The C standard is even more explicit, and even blesses this construct, verbatim:

# The unary & operator yields the address of its operand.
# [ … ]
#
# if the operand is the result of a [] operator, neither the & operator # nor the unary * that is implied by the [] is evaluated and the result is as # if the & operator were removed and the [] operator were changed to a + # operator

I could not find some similar verbiage in the C++ standard, but based

You can't find it because there is no such rule in C++. There is an
open issue asking whether it should be allowed, but it's been open
(and inactive) for many years. See https://wg21.link/cwg232

on all of the above I have to conclude that this is …too late today, and I should really get some sleep…

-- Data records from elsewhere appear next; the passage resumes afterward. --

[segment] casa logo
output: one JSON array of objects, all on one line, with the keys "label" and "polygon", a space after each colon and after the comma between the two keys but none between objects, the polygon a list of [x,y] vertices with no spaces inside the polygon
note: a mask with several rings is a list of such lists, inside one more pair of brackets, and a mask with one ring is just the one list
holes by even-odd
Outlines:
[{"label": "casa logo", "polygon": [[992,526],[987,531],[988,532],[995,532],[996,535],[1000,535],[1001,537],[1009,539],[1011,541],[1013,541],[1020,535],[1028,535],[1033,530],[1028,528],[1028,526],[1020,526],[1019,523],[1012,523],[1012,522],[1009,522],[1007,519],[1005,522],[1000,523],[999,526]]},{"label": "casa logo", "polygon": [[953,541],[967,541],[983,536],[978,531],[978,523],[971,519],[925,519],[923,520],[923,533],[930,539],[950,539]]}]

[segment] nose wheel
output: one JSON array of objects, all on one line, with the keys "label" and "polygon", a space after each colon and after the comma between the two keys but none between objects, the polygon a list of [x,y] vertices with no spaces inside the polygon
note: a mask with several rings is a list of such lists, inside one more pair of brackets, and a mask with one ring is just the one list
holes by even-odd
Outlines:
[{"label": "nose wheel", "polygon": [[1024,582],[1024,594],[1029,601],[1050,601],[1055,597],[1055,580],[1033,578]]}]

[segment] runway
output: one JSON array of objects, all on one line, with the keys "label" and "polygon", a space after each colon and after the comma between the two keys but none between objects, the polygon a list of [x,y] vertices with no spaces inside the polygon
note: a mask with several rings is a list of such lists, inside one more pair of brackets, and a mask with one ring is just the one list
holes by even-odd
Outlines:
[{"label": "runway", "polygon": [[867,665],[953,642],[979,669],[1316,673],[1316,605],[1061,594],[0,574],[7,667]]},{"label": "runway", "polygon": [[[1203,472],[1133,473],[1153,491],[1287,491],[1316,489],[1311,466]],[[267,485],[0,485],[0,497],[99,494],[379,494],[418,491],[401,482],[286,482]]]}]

Anyway, even if that issue was resolved, it would be irrelevant when
considering an overloaded operator*.

Applying & to the result of an overloaded operator* still has to
evaluate the overloaded operator* and then evaluate & (which might
also use an overloaded operator&). So any rule that said that &*p is a
no-op when p is a pointer would not apply when p is a class type, like
GCC's std::vector::iterator.


But not after rereading the specification for a vector itself, where I found something I glossed over the first time:

# [vector]
#
# A vector satisfies all of the requirements of a container and … of a# contiguous container.

The reference from "contiguous container" goes to:

# [container.requirements.general]
#
# A contiguous container is a container that supports random access iterators
# and whose member types iterator and const_iterator are contiguous iterators.

The reference from "contiguous iterators" goes to:

# [iterator.requirements.general]
#
# Iterators that further satisfy the requirement that, for integral values
# n and dereferenceable iterator values a and (a + n), *(a + n) is
# equivalent to *(addressof(*a) + n), are called contiguous iterators.

If n is foo.size() then (a + n) is not a dereferenceable iterator, so
the *(addressof(*a) + n) equivalence doesn't hold. Because *a is
undefined.

There might be more to the "contiguous" semantics that reflects on whether or not "&foo[foo.size()]" is defined behavior, or not, but

There isn't.

here addressof(*a) already puts us squarely in pointer equivalence territory, and seems to again go into the unary "*" operator direction

Nope, it does whatever std::vector::iterator::operator* does. Which is
not necessarily the same as the built-in unary * for pointers.

here, despite the conflicting wording.

It's undefined. GCC's assertion is correct. Fix the code.

…now it's definitely too late in the day.